Our little clown loaches were clicking like crazy after I fed them tonight. It sounds like tapping a tiny pebble against the glass. It was only today that I discovered where the noise was coming from!

ants! Ants!! ANTS!!!

We were somewhat troubled by ants last night, but they lapped up that borax, and we don’t see them any more. It’s kind of a sick little monkey way of killing them; feed them something sweet that, when fed to their leader, kills their society.

a wee corner of Scotland at Ellesmere & McCowan

Serendipity: took a wrong turn coming out of the
federal building, and found ourselves in Scottish culinary heaven (which is not an oxymoron, I assure you). At the corner of Ellesmere & McCowan is The But ‘n’ Ben Butchers; they sell all sort of quality Scottish foods. So far, we’ve sampled and can approve their butcher’s pies, plain bread and empire biscuits. They’ve also got a supply of UK Heinz Beans, which knock the gummy North American beans into a cocked hat.
Next door but one is St Andrews Fish & Chips. They’re amazing. I think the chips (hand cut, of course) are deep fried in some unhealthy, but tasty, animal byproduct. And they have Irn Bru, too …

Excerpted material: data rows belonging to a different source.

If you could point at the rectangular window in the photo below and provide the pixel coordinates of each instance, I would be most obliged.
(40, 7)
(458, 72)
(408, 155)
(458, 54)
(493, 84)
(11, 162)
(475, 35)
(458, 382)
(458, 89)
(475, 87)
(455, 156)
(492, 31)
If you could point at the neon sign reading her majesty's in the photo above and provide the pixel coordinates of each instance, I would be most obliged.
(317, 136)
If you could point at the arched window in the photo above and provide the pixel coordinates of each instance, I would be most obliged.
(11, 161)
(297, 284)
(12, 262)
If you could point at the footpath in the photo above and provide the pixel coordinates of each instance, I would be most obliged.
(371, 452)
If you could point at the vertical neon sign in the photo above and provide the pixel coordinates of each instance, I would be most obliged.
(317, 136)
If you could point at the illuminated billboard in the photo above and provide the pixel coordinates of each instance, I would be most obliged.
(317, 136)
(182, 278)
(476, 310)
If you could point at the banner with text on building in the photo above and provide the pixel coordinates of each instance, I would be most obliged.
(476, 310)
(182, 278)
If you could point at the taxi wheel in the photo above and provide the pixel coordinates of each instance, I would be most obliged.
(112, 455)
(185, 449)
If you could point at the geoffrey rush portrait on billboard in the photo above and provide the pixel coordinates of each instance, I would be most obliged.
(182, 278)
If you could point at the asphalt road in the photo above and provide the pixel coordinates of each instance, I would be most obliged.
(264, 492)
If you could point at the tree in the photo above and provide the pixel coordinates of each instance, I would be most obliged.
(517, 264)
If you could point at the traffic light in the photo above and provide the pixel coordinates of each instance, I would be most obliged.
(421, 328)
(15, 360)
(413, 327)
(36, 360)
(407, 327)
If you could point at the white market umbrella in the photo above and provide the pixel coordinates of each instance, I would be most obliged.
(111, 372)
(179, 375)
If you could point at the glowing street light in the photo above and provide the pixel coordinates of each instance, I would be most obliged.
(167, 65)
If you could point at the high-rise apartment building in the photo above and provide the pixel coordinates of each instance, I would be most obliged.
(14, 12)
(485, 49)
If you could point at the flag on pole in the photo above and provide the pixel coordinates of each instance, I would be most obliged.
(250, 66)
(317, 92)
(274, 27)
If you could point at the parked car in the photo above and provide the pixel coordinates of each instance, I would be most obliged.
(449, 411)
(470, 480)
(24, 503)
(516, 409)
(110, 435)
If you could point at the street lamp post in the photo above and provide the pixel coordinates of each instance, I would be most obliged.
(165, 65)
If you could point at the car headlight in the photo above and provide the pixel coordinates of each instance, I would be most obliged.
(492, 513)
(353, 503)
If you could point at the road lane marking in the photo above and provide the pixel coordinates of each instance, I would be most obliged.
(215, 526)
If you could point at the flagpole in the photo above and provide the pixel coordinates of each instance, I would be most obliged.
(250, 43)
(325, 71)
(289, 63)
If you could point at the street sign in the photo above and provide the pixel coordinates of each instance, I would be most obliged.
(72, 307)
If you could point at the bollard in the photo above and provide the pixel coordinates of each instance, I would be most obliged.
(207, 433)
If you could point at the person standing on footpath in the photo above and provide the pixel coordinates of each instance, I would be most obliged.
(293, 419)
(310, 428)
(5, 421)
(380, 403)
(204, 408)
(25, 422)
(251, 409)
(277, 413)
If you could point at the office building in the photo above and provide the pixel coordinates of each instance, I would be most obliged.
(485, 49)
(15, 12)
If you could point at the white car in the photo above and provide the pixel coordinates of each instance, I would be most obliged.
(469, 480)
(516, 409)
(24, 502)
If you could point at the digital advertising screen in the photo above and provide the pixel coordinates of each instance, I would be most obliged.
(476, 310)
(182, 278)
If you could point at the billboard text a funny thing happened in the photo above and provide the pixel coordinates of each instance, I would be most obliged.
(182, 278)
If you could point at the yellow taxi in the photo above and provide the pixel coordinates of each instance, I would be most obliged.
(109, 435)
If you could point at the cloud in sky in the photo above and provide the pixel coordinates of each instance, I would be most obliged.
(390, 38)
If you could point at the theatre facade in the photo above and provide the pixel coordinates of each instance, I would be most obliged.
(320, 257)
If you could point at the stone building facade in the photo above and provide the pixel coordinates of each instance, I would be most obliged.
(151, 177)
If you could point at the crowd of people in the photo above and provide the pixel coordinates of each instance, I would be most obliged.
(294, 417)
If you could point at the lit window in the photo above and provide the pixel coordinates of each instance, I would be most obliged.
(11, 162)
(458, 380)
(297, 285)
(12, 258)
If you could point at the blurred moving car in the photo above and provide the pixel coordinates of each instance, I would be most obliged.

well, that was easy, maybe

Just did my citizenship test. 20 questions, two of which you must get right, three of which you must get at least one right, and fifteen non-mandatory questions. Pass mark is 12/20.

Seemed not very difficult, either:— who was the first prime minister, who can vote, when was the Charter introduced, when did Newfoundland & Labrador join the Confederacy, when did Nunavut become a territory; that sort of thing. To think I spent all that time worrying about natural resources, the third line of O Canada! and Lieutenant Governors (sings: Bartleman, Bartleman, Does everything a … hey, wait a minute, just what can a bartle do, anyway?).

It did dismay and astonish me how badly prepared some people were. About 5 out of the 40 people didn’t turn up, and maybe 10 people didn’t have the requisite papers. C’mon people, don’t you want to be Canadian?